Prose, chapbook, 40 pages, from Bottlecap Features.
Short Story Quartet begins with a short-short story involving a Kraft Caramels box-top, two young brothers, and a 1950s television show about space travel. Two of the other stories also deal with astronomy—and physics and metaphysics. Since the word “quartet” denotes a musical composition (as well as a number), I have included one story concerning a tubist, his tuba, and a mildly deranged professor of music.
A certain amount of nostalgia is present in Short Story Quartet. I realize that in current popular usage, nostalgia is often accompanied by rolled eyeballs.
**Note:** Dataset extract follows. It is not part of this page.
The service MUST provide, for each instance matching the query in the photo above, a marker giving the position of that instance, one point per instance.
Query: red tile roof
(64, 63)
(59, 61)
But nostalgia is a natural human faculty, and if overt sentimentalism is factored out, nostalgia can actually be beneficial to our mental and spiritual health.
I firmly believe in Wordsworth’s notion that “The Child is Father of the Man.”
Timothy Reilly had been a professional tubist (including a stint with the Teatro Regio of Turin, Italy) until around 1980, when a condition called “Embouchure Dystonia” ended his music career. He gratefully retired from substitute teaching in 2014. Three-times nominated for a Pushcart Prize, he has published in Zone 3, The Main Street Rag, Fictive Dream, Superstition Review, and many other journals. He lives in Southern California with his wife, Jo-Anne Cappeluti: a poet and scholar.